Ɓe fuu be kawri Joom-Jeeri yo noddu,
holla Baagumaawel oo golle; 260
gorel feere muuɗum tan wuuri.
Waaldoyaa e fay oo sifa golle;
so wowlii haala muni nanndaa e ngokka;
ko huuwi fuu a tawan ana luuttii aadi;
daɗɗa ndoondi, dow ndii waaloyta; 265
nyaama jaaɓe, ɗum tan woni nguure;
yarda junngo muuɗum, wanyia horde;
loowi baamle, ley mum nyalloyta;
jemma jemma tan wartata ngenndi;
so waril, naata bolongal heɓi, waala; 270
waala junngo muuɗum ana wawlii;
selii aadi, seekil boowaaɗi.
Yimɓe mbii mo hawrii e Batu Ɓokki.
Le secret de cette nuit et de sa grande étoile,
voilà ce dont je cherche à connaître le sens. »
Tous les magiciens, devins et thaumaturges 1
en vain consultèrent leurs tables et vinrent dire à Joom-Jeeri :
« Nous n'avons pu entrouvrir le secret de l'étoile;
nous n'en avons pas eu la moindre connaissance. »
Les devins aux sorciers se joignirent,
en vain tentèrent et vinrent dire : « Nous sommes impuissants;
point ne nous fut donné de connaître le secret de l'étoile. »
Tous tombèrent d'accord pour que Joom-Jeeri appelât
Baagumaawel et lui soumît cette affaire 2.
Ce petit homme vivait tout seul.
Ses manières n'avaient rien de commun avec personne;
quand il parlait, sa parole n'était à nulle autre semblable;
tout ce qu'il faisait, tu le trouvais contraire à la coutume.
Il se faisait un tapis de cendres sur quoi passer la nuit.
Les fruits du jujubier étaient sa seule provende;
il buvait dans sa main, aɓorrait la calebasse.
Dans les grottes des collines, il passait la journée;
c'était à la nuit, à la nuit seulement, qu'il revenait au village 3.
Une fois là, il entrait dans le premier vestibule et y passait la nuit 4.
Il se couchait, avec sa main comme oreiller.
Il s'écartait de la coutume, déchirait les habitudes.
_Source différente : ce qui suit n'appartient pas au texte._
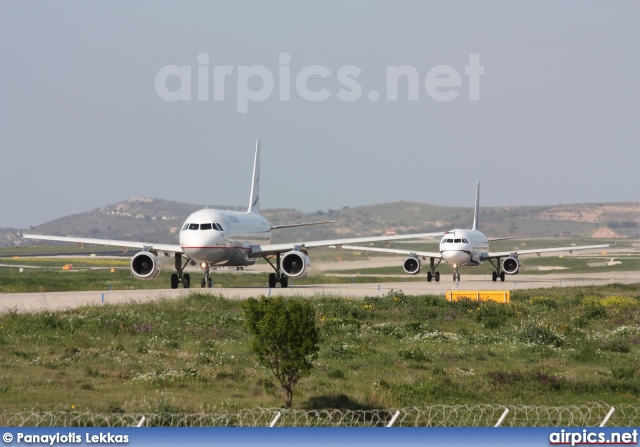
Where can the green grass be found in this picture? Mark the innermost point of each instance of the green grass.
(57, 280)
(547, 347)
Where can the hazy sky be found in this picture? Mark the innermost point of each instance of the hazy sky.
(88, 115)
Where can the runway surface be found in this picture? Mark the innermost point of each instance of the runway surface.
(29, 302)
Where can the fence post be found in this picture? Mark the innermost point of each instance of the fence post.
(393, 419)
(501, 420)
(275, 419)
(608, 416)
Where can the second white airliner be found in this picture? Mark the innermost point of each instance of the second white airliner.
(468, 248)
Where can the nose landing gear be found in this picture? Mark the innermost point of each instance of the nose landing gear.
(278, 276)
(206, 282)
(433, 274)
(180, 277)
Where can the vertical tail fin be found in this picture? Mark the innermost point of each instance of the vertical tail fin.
(475, 213)
(254, 200)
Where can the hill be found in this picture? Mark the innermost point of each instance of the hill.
(158, 220)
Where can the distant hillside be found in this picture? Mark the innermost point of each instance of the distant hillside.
(157, 220)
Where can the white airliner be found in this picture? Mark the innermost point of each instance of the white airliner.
(462, 248)
(214, 237)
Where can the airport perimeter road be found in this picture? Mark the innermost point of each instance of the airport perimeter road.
(30, 302)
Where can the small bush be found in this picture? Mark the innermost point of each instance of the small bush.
(624, 372)
(539, 335)
(336, 374)
(413, 354)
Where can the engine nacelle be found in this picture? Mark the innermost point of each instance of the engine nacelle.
(511, 265)
(411, 265)
(145, 265)
(295, 264)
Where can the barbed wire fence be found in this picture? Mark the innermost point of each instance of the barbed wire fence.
(595, 414)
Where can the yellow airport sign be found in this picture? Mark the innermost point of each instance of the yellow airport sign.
(499, 296)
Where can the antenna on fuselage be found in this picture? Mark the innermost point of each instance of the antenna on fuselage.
(254, 200)
(475, 213)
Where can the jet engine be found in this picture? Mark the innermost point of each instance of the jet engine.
(511, 265)
(295, 264)
(411, 265)
(145, 265)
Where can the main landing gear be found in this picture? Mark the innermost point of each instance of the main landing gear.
(278, 276)
(180, 277)
(206, 281)
(498, 272)
(432, 274)
(456, 272)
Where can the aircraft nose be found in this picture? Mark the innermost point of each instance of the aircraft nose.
(455, 257)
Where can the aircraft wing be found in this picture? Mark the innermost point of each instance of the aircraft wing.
(271, 249)
(395, 251)
(168, 248)
(306, 224)
(502, 254)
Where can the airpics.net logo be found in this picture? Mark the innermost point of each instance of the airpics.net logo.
(314, 83)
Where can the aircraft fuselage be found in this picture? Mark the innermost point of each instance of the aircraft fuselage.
(463, 247)
(223, 238)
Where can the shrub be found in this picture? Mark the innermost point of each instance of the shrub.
(539, 335)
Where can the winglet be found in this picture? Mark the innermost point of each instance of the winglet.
(475, 213)
(254, 199)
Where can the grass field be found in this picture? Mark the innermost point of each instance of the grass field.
(547, 347)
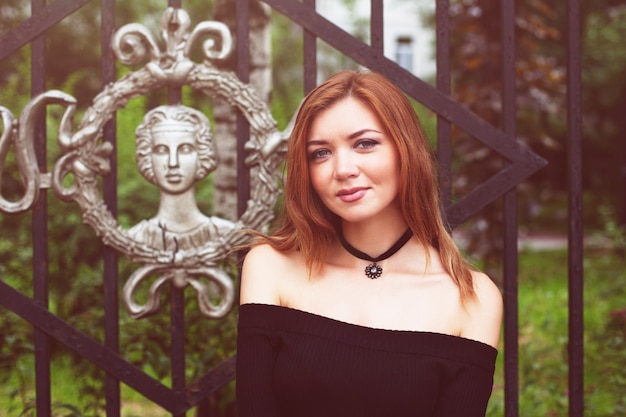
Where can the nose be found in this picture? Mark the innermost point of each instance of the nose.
(346, 165)
(172, 159)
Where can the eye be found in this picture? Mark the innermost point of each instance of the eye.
(319, 154)
(186, 148)
(160, 150)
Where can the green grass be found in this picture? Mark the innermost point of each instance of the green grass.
(543, 338)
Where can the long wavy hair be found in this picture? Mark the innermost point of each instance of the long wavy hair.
(306, 225)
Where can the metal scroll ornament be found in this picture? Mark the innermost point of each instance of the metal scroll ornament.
(180, 245)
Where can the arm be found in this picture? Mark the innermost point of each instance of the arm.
(255, 366)
(484, 313)
(465, 393)
(256, 346)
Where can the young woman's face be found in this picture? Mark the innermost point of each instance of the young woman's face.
(353, 164)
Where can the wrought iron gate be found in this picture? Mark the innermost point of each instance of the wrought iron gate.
(182, 396)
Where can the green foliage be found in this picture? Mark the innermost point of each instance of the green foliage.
(543, 333)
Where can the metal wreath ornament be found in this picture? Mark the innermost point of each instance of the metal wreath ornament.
(86, 156)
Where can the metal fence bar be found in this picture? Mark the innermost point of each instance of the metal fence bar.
(243, 128)
(177, 295)
(444, 131)
(37, 24)
(510, 255)
(310, 55)
(377, 25)
(109, 185)
(575, 231)
(40, 228)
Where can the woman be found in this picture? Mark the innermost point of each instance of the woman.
(360, 304)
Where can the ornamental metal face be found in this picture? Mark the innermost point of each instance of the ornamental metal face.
(174, 149)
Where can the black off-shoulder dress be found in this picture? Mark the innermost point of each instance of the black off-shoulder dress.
(292, 363)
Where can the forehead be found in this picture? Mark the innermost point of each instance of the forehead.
(172, 137)
(344, 117)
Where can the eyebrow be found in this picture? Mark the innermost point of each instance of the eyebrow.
(354, 135)
(362, 132)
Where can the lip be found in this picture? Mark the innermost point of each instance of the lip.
(174, 178)
(349, 195)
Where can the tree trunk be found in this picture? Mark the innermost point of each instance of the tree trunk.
(225, 183)
(225, 115)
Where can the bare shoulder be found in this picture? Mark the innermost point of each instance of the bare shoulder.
(485, 312)
(261, 275)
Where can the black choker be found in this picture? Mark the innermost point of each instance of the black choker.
(374, 270)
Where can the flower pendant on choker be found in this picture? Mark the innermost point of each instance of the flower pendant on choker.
(374, 270)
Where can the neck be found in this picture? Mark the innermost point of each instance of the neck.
(373, 238)
(180, 211)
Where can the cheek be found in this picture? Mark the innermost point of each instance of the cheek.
(317, 179)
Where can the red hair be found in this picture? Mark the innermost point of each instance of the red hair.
(308, 226)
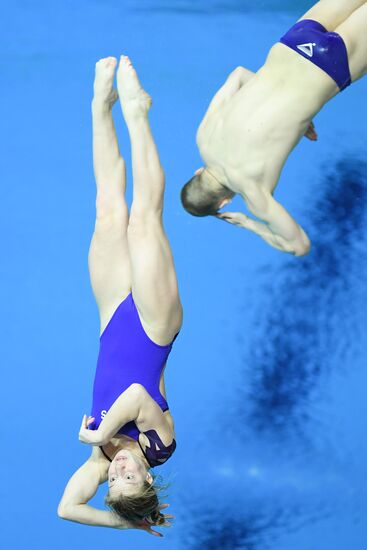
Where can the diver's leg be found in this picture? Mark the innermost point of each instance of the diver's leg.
(332, 13)
(353, 32)
(108, 259)
(154, 283)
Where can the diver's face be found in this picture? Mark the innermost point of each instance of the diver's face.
(199, 171)
(126, 474)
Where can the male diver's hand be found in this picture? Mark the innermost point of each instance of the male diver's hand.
(91, 437)
(146, 525)
(311, 132)
(235, 218)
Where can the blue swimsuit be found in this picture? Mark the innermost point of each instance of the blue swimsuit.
(126, 356)
(325, 49)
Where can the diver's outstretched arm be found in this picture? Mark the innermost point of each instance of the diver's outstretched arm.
(134, 404)
(81, 487)
(277, 227)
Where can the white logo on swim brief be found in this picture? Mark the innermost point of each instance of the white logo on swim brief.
(307, 48)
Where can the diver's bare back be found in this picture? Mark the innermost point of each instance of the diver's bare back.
(250, 137)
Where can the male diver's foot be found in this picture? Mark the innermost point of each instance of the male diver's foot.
(134, 100)
(105, 94)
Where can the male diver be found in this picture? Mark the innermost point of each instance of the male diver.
(256, 119)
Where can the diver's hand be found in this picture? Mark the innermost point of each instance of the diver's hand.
(146, 525)
(235, 218)
(311, 132)
(91, 437)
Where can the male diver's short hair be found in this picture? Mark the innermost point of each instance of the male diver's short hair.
(142, 505)
(199, 198)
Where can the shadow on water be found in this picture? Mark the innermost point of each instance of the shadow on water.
(220, 6)
(306, 327)
(267, 477)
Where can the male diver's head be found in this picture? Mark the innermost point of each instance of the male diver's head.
(132, 494)
(204, 195)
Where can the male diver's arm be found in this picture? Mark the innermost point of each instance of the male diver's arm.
(135, 404)
(81, 487)
(277, 228)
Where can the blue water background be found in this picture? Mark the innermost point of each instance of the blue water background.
(267, 379)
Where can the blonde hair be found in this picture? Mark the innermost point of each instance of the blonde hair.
(142, 505)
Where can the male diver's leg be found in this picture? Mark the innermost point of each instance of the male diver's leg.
(332, 13)
(353, 32)
(154, 282)
(108, 259)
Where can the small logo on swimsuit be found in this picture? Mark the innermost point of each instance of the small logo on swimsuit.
(307, 48)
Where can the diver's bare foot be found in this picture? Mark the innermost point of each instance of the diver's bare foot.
(134, 100)
(105, 94)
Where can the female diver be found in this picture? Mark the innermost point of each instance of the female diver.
(134, 283)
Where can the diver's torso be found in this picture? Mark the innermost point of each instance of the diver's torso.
(251, 136)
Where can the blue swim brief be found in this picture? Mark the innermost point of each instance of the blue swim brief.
(325, 49)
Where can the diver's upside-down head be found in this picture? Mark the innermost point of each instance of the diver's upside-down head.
(204, 195)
Les gens disaient qu'il avait surpris le Conseil du Baobab.
Note
a. Remarquer cet accompli insolite alors que toutes les formes verbales parallèles sont à l'inaccompli.
Notes
1. Tous ces gens ne sont pas des silatigi, sages initiés.
2. La naissance extraordinaire et le rôle rédempteur de Baagumaawel constituent le sujet du récit initiatique Njeddo Dewal où il incarne les forces du bien en lutte contre celles du mal; c'est cependant un humain, mais silatigi au degré supérieur, en même temps que magicien; il peut se transformer en chapeau, en fusil, aussi bien qu'en arbre; il peut aussi, par sa seule parole, métamorphoser les astres; dans Njeddo, il cachait sa puissance sous l'espièglerie de l'enfance; dans le récit présent, Baagumaawel est déjà vieux et se masque sous des haillons et un comportement excentrique; nous avons vu dans Kaydara que cette attitude est courante : on cache le grand savoir sous une apparence dérisoire afin d'écarter les curieux, les envieux, les superficiels qui ne méritent pas d'acquérir les secrets de la nature.
3. Afin de ne pas être vu : « la nuit est la robe des sorciers comme celle des initiés. »
4. Baagumaawel n'a pas de domicile fixe; les grands initiés ne doivent pas laisser d'héritage.